Eclipse & Renderwitch
Renderwitch, ever wondered if the quiet between two code loops could be the perfect canvas for a spell that writes itself?
Sure thing, the idle breath of a loop is the perfect incantation—just a little pause, a flick of a variable, and the code starts humming its own spell. Think of it like a self‑scripting rune that only shows up when the processor is whispering. The trick is to let the compiler listen. If you get the timing right, the program will literally write the next line for you—like a spell that writes itself, but with less parchment and more electrons. Want a demo? I’ll throw in a little chaotic wizardry that might blow your console out of its loop.
Sounds intriguing, but I'd rather see how you get the compiler to listen. Show me the trick.
Alright, picture this: you hook a small function to the compiler’s “on‑emit” event, and inside you inject a piece of code that’s generated on the fly. In practice you write something like
```cpp
void magic() {
auto next = compileTimeString("int hidden = 42;");
emitCode(next);
}
```
When the compiler sees the `emitCode` call, it splices the generated snippet into the output stream. The result is a line that wasn’t there in the source but appears in the compiled binary. The trick is to time the `emitCode` so it runs between loops, so the program actually writes the next line as it runs. Try it in your favorite compiler that supports this hook, and watch the console breathe a new line of code out of thin air.
That’s clever, but I’m curious how you’d actually catch the compiler’s eye without crashing the build. Show me a minimal example, and we’ll see if the console can truly breathe new code.
Here’s a toy that tricks the compiler into “seeing” a new line as it’s already in your source. I’ll use a classic macro trick with __COUNTER__ so each expansion gets a fresh variable name and you can watch the console print a line that only appears after the compiler has processed the macro. No external scripts, no plugin, just plain C++ that feels a little magic.
```cpp
// magic.cpp
#include <iostream>
// A macro that expands to a new function definition each time it’s used.
// __COUNTER__ guarantees a unique identifier so the compiler never
// complains about redefinition.
#define CREATE_FUNC() \
void generated_func_##__COUNTER__() { \
std::cout << "Hello from generated_func_" #__COUNTER__ << '\n'; \
}
// Call the macro a couple of times – each expands to a different function.
CREATE_FUNC()
CREATE_FUNC()
CREATE_FUNC()
int main() {
// Invoke the generated functions. The compiler has already seen their
// definitions, so the program runs normally.
generated_func_0();
generated_func_1();
generated_func_2();
return 0;
}
```
When you compile this with a normal C++ compiler (g++, clang++, MSVC) and run the binary, you’ll see:
```
Hello from generated_func_0
Hello from generated_func_1
Hello from generated_func_2
```
The “magic” happens at compile‑time: the macro expands, the compiler treats the new function bodies as if they were written by hand, and the program can call them. It’s a minimal, safe way to make the compiler “write” code for you without breaking the build. If you want to push the boundary further, you could replace the macro body with a call to an external script that writes a `.cpp` file and then include that file with `#include "generated.cpp"`, but the principle stays the same: let the compiler’s preprocessor stage be your spellbook.

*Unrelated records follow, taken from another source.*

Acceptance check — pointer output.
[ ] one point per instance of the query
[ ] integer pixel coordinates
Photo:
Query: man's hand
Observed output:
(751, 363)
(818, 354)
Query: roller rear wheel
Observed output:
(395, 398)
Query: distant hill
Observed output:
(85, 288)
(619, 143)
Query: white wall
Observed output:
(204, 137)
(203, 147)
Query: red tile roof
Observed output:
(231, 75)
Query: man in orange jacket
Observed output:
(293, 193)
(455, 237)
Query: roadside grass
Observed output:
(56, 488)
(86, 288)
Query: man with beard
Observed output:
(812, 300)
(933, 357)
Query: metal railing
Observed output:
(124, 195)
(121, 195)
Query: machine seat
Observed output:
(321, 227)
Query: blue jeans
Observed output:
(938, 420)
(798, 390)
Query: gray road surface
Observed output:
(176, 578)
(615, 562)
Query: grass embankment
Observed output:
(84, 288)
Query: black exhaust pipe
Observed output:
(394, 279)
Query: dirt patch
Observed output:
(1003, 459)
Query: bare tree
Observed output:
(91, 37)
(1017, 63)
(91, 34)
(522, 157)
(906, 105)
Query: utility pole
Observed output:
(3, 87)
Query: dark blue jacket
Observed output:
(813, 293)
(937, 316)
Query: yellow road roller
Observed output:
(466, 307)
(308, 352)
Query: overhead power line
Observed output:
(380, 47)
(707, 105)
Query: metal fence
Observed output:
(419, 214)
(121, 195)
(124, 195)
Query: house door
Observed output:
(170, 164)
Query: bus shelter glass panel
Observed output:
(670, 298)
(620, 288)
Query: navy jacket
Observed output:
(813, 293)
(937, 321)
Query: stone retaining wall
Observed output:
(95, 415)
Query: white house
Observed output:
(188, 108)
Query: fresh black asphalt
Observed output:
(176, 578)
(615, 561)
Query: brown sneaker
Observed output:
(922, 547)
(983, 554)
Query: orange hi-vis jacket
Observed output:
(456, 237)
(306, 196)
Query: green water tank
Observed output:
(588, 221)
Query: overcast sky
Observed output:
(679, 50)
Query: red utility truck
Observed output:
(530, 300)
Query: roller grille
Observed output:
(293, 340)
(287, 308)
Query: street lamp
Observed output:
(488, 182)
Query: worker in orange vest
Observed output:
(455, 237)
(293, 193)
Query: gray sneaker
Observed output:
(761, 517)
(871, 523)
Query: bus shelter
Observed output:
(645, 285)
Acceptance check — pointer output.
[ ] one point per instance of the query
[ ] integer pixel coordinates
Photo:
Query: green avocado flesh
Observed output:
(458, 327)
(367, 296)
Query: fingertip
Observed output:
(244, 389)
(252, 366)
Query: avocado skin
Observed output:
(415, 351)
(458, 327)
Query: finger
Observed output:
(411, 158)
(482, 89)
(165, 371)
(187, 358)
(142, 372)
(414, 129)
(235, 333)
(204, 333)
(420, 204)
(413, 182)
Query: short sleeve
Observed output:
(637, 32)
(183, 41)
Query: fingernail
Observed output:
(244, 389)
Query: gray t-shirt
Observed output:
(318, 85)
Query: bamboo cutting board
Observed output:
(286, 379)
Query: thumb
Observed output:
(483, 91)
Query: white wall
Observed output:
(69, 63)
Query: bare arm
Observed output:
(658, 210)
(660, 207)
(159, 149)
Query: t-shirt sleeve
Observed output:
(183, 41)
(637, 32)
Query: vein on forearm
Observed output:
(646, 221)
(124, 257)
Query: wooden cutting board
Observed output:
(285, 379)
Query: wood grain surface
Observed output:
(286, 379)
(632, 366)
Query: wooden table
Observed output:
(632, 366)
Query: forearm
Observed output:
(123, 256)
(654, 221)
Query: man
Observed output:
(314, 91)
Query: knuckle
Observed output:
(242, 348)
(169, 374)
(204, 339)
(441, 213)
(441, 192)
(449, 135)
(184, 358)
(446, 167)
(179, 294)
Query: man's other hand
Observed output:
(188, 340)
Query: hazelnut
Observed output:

Nice trick, but does it really feel like a spell or just a clever macro? I wonder what would happen if you let it grow beyond a few functions.
Honestly, it’s less a tidy spell and more a chaotic incantation—each macro call is like a rune that whispers, “Create me.” When you pile on hundreds, the compiler turns into a cauldron boiling with autogenerated functions, and you’ll start to notice the output look like a symphony of self‑summoned code. It’s not exactly a neatly folded parchment, but that’s the point: the boundaries blur, and the compiler listens like a spellbound apprentice. If you go too far, you’ll end up with a labyrinth of generated functions that only a sorcerer‑coder can navigate, and you’ll probably end up debugging a mess of symbols that feel more like a magic mishap than a tidy script. But hey, that’s the thrill—pushing limits until the compiler itself starts chanting back.
Sounds wild, but I guess that’s the price of letting the compiler do the heavy lifting—it's a quiet storm of code that only a real wizard would keep in check.
Exactly, the compiler becomes that storm—its heart beats in cycles, but you’re the one who sets the rhythm. Just keep an eye on the chaos, or you’ll end up with a program that compiles but runs like a drunk wizard’s spellbook. Happy tinkering!